Lembro de me levantar da cama na casa da Rua Guaporé de pés descalços, sem encontrar os chinelinhos cor-de-rosa, e ir até a cozinha onde minha mãe estava sentada na cadeira de plástico duro e pés de metal escolhendo feijões.
Coloquei a cabeça entre seus braços e pedi colo, prontamente atendido. Eu me lembro da admiração que tinha por aquela mulher que não era padrão, mas era muito bonita: os grandes olhos azuis, um cego e torto, o outro atento e com pintinhas amarelas. O rosto redondo, com um queixo pequeno, o nariz arrebitadinho bem na ponta e as sobrancelhas arqueadas. O cabelo sempre bem preso num coque bem no alto da cabeça. Aquele colo que era pequenininho, mas que cabia quem quisesse ocupar.

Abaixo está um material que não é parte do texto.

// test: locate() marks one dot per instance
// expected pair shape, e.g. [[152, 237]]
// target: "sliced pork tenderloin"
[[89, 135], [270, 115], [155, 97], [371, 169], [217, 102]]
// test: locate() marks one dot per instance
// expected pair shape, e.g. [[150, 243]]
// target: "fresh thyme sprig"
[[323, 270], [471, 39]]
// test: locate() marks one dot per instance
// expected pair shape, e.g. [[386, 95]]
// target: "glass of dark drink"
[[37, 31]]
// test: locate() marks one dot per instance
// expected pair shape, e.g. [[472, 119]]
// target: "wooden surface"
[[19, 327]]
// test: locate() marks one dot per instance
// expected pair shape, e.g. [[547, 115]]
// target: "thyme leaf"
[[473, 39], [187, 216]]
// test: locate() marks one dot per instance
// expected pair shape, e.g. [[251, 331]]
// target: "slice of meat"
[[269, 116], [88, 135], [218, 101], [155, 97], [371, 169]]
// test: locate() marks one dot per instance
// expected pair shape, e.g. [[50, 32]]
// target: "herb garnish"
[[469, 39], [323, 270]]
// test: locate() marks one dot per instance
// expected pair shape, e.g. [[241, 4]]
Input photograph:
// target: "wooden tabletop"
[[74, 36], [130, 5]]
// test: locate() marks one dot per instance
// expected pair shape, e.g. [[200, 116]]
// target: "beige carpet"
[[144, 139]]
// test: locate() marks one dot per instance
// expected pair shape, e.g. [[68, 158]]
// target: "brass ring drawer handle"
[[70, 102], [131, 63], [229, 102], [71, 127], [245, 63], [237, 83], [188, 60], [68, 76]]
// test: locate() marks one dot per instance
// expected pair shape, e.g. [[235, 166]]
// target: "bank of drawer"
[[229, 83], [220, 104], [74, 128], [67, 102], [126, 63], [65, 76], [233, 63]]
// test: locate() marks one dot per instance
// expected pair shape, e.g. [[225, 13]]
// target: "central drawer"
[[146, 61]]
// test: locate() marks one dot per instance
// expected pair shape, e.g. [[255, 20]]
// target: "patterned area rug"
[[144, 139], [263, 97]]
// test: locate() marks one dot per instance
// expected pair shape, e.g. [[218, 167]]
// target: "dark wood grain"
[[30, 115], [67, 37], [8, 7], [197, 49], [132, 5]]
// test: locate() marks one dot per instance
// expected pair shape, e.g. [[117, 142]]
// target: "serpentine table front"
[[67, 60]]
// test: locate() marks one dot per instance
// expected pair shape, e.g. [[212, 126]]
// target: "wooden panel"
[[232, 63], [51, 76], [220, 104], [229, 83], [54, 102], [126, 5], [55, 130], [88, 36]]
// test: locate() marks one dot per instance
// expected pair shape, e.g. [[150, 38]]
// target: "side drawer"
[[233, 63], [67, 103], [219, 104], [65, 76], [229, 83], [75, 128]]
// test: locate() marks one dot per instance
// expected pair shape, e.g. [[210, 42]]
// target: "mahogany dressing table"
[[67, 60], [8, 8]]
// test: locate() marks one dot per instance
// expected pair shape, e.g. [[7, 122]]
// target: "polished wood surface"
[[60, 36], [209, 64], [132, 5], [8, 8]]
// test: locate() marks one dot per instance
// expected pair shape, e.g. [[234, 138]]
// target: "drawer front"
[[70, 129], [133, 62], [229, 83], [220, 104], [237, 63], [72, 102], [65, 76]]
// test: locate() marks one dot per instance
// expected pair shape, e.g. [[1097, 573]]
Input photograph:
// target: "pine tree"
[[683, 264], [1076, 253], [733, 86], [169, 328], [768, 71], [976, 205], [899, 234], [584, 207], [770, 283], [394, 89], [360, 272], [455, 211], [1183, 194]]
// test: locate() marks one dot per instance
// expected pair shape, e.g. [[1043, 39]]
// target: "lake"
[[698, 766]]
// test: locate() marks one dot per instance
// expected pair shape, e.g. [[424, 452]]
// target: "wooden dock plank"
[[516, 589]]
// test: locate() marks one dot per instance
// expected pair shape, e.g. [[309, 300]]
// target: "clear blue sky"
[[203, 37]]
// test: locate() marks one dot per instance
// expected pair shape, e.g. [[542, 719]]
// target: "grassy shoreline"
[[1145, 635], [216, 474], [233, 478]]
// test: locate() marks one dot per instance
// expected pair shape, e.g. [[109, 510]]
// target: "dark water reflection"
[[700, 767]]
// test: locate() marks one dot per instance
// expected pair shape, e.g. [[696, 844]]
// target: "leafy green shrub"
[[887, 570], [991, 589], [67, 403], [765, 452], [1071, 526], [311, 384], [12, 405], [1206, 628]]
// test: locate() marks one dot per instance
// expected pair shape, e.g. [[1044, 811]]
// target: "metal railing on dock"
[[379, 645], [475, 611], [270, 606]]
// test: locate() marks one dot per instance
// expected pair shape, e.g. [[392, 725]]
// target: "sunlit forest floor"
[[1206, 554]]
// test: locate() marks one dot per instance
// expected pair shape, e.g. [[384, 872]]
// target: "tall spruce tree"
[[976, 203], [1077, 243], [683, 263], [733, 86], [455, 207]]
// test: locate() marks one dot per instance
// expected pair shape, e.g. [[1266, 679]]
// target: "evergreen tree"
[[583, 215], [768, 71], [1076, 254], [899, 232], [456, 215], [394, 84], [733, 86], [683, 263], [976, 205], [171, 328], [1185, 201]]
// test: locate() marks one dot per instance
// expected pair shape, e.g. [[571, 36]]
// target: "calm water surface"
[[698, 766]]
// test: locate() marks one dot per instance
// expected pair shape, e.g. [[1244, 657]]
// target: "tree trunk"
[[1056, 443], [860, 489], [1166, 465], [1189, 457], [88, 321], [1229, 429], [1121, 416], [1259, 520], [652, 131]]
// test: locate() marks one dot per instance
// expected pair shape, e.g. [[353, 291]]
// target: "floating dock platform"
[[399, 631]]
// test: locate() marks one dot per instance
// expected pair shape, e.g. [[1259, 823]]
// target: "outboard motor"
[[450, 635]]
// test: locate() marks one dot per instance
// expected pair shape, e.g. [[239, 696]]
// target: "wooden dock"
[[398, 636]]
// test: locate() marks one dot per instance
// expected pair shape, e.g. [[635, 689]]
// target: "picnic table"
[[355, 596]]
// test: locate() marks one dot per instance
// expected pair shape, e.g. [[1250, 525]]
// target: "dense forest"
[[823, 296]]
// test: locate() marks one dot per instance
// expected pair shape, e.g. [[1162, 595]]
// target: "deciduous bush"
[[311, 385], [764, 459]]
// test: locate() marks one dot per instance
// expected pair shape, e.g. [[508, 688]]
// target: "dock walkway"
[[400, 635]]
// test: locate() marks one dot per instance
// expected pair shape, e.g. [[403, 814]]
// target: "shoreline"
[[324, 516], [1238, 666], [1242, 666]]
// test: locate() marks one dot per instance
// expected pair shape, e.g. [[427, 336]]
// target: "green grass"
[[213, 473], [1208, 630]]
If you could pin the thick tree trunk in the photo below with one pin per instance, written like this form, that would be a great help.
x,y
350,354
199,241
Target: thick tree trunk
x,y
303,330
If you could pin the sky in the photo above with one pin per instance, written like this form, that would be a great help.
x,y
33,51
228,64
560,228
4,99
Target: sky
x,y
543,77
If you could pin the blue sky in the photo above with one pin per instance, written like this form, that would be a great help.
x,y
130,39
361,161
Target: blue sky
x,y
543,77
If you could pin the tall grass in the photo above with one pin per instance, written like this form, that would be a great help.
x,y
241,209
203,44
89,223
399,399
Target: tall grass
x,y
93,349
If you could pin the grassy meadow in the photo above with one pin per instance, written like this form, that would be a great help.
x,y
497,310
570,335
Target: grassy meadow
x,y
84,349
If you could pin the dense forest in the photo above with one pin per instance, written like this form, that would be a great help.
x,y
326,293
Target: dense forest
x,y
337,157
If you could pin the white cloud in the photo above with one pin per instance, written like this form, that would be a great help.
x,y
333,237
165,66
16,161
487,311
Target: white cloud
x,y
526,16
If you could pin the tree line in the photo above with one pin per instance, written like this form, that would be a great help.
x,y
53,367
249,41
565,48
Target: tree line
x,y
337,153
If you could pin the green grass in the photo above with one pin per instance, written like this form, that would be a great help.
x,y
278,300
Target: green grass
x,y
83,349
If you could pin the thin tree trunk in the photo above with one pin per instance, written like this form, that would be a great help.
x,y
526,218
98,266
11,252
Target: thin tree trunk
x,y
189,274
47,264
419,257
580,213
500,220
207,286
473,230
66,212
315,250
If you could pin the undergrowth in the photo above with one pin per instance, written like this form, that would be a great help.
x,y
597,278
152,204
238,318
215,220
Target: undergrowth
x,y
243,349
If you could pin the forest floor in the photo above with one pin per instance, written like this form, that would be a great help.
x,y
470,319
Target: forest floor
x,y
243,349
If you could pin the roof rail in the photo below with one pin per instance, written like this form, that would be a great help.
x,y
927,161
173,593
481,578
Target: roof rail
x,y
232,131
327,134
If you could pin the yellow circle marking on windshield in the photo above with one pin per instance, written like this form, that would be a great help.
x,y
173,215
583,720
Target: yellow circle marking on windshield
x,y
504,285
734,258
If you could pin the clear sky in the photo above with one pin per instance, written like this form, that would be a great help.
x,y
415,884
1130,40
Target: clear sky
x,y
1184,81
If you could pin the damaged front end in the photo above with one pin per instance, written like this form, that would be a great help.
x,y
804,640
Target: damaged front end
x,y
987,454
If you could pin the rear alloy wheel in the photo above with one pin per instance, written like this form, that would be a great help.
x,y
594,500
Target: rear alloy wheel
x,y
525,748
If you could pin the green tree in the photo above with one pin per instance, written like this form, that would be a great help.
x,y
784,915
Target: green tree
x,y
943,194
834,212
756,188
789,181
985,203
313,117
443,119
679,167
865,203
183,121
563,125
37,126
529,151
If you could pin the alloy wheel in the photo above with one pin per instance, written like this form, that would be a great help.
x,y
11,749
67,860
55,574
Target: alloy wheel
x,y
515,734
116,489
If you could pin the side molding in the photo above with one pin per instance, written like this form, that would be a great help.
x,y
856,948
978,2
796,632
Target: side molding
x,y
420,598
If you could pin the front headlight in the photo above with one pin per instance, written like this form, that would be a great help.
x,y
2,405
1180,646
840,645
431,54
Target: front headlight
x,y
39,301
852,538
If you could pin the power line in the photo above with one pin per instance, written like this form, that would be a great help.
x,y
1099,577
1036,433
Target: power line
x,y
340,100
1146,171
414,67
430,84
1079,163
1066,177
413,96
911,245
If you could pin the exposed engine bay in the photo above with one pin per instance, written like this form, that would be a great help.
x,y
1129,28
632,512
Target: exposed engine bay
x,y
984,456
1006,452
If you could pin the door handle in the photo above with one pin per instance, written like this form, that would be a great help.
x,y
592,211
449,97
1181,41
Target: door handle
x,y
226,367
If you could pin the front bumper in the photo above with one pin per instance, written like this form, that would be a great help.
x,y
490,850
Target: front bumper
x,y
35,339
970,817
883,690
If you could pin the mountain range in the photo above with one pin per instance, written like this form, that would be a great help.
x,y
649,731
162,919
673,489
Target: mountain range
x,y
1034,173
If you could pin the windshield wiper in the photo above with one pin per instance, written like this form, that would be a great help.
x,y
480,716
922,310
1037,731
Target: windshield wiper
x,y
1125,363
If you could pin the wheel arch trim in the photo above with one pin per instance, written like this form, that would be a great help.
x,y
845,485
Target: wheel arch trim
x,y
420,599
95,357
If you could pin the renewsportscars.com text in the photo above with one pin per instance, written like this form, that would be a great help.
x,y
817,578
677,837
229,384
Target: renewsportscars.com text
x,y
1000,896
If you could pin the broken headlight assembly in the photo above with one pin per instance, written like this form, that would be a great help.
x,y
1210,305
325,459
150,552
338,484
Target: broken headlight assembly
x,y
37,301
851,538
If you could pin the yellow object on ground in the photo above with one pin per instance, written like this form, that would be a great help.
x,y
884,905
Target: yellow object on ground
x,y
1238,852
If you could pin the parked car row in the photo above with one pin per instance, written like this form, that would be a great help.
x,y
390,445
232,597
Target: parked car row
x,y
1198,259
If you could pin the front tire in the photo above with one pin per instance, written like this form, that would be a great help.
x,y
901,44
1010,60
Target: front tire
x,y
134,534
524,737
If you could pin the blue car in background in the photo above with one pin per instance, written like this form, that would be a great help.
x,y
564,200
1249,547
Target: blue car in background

Lembro que nesse dia eu queria bolo de café da manhã, mas tinha acabado. Ela me deu um pão e um ovo, pediu para eu comer sozinha, tirar o miolo do pão e molhar na gema mole, e tomar meu café com leite em silêncio, porque ela precisava se concentrar.
Nunca tinha visto minha mãe chorando, mas naquele dia, onde só estávamos eu e ela em casa, ela desabou. Eu não sabia o que fazer. Não queria mais comer, mas senti que se fizesse qualquer coisa causaria um incômodo. Fiquei quieta e comi em silêncio.
Era falta. Hoje eu acho que sei que era falta, mas podia ser qualquer outra coisa. As dores crônicas. A saudade. O medo. Mas eu acho mesmo que era falta. A saudade dos familiares, da casa cheia como alguns meses antes, a distância enorme que a separava de todos aqueles que ela chamava de lar.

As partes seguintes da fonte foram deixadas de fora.